|
It's worth noting that you can solve these linear recurrences, `x(t) = a(t)x(t-1) + b(t)`, using a single parallel prefix sum where the elements are the input tuples `(a(t), b(t))`. The following operator called `combine` works. It's associative over these tuples; the final result will be the final value of the second component. Altogether, this gives you O(n) work and O(log n) span, but using just a single parallel prefix kernel, which may be more efficient in practice. combine ((a1, b1), (a2, b2)) = (a1 * a2, b1 * a2 + b2)

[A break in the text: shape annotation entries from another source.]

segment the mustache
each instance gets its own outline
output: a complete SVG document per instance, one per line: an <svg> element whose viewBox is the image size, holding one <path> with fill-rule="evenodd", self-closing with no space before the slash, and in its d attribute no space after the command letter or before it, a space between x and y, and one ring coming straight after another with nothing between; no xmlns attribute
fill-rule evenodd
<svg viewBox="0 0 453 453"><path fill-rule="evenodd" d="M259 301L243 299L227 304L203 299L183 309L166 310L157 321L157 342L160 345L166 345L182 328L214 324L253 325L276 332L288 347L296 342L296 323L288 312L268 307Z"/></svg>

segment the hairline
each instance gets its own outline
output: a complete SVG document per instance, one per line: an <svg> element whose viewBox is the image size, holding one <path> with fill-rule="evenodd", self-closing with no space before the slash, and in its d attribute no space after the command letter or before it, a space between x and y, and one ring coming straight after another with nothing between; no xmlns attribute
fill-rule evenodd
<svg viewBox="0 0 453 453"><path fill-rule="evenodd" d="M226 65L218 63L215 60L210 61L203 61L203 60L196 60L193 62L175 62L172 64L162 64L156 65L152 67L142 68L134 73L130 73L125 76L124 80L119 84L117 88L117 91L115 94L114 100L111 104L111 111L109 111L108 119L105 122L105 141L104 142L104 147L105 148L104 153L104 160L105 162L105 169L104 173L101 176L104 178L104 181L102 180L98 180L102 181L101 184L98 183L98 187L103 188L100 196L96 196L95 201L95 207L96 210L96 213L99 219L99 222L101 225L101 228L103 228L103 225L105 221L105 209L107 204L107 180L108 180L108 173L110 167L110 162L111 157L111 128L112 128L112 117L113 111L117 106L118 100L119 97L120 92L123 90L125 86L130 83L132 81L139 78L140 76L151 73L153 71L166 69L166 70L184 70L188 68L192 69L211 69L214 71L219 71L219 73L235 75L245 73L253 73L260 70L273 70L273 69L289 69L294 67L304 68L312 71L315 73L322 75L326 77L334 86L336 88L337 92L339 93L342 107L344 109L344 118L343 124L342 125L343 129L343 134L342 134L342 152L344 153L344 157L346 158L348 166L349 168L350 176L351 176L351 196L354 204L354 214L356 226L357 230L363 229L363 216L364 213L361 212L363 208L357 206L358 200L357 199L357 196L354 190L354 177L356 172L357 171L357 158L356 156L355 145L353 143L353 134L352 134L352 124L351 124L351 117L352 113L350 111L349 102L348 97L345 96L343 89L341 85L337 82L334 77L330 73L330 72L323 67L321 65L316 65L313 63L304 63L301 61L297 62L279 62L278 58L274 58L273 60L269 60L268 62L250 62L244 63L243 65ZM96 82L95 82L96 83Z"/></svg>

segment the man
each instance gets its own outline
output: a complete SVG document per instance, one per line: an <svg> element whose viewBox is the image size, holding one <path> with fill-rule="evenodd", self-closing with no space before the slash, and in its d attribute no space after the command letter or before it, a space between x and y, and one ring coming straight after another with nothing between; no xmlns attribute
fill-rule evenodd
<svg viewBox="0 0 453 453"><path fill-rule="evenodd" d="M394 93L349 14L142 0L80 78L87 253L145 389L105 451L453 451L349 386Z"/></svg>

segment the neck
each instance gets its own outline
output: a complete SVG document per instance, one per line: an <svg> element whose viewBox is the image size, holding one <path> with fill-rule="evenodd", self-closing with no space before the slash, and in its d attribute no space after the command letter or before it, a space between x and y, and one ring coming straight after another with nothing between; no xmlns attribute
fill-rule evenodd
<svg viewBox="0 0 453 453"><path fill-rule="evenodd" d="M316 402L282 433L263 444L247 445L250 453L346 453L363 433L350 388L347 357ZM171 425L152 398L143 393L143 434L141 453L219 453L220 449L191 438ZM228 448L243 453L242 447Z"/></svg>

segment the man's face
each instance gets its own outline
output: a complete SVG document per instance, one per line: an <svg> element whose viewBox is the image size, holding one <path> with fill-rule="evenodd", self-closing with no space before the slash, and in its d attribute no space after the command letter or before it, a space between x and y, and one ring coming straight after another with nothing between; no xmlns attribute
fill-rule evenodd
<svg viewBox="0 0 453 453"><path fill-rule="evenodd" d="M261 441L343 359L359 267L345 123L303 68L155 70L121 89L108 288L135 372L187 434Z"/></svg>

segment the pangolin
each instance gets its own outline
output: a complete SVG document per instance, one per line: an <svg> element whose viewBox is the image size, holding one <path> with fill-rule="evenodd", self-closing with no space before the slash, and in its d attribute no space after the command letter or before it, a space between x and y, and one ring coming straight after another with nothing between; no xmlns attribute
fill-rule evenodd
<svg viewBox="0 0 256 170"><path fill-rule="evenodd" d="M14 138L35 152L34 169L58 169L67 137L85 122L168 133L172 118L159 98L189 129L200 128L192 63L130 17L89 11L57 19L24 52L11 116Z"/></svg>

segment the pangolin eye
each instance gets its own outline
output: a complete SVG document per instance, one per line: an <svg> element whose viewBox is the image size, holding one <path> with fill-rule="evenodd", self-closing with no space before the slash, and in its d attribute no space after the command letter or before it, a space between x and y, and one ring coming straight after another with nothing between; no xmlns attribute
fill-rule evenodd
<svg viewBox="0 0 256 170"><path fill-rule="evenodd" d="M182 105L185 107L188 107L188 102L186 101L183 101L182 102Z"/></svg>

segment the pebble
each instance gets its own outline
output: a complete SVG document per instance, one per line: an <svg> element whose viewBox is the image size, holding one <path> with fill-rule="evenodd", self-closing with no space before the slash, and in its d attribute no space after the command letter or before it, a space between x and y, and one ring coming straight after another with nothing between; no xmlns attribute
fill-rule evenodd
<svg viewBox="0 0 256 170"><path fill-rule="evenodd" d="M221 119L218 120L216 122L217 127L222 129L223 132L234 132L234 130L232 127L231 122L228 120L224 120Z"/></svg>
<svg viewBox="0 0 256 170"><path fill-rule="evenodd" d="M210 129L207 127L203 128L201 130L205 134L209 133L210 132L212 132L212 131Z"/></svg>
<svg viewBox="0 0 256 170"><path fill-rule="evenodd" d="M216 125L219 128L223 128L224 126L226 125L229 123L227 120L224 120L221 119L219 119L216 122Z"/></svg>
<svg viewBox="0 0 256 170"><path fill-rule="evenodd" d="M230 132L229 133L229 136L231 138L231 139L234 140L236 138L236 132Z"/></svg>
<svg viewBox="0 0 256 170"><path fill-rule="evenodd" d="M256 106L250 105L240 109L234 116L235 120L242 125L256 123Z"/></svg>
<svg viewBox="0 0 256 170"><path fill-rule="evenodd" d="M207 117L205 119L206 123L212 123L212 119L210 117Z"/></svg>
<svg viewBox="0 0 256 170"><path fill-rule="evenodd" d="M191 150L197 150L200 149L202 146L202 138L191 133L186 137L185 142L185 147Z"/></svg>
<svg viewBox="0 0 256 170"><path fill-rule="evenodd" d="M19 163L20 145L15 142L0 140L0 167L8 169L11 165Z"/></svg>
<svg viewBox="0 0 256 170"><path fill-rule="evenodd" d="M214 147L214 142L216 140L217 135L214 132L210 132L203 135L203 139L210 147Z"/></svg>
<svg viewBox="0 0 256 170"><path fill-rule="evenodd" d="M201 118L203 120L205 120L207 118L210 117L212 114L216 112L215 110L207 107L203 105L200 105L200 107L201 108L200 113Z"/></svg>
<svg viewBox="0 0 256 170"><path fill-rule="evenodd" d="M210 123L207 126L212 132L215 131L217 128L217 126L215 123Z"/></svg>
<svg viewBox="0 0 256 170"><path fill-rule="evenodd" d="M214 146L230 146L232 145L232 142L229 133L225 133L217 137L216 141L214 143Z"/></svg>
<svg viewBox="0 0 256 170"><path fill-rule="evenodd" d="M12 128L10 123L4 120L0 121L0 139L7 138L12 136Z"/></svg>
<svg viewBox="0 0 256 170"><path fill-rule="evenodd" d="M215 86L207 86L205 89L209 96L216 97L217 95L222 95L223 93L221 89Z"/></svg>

For example, here's a C++ implementation: https://github.com/MPLLang/parallel-ml-bench/blob/main/cpp/l... And, here's an implementation in a functional language: https://github.com/MPLLang/parallel-ml-bench/blob/main/mpl/b...I'm pretty sure this generalizes, too, to abstract multiplications and additions in any field (at first glance, seems like it should but I haven't done the formal proof yet). Anyway, it would be interesting to compare this against the solution in the arxiv paper. ---- EDIT: ah, good, this is already being discussed here: https://github.com/glassroom/heinsen_sequence/issues/1 And, for reference, I learned this algorithm from Guy Blelloch; see Sec 1.4.1 of https://www.cs.cmu.edu/~guyb/papers/Ble93.pdf |
But... I'm not sure 1 parallel scan with 2 floating-point mults and 1 sum per step is faster than 2 parallel scans with 1 sum per step. I don't know which is better in theory or in practice. And then, wouldn't we have to think about how to sidestep all the numerical issues with the cumulative products?
Or am I missing something?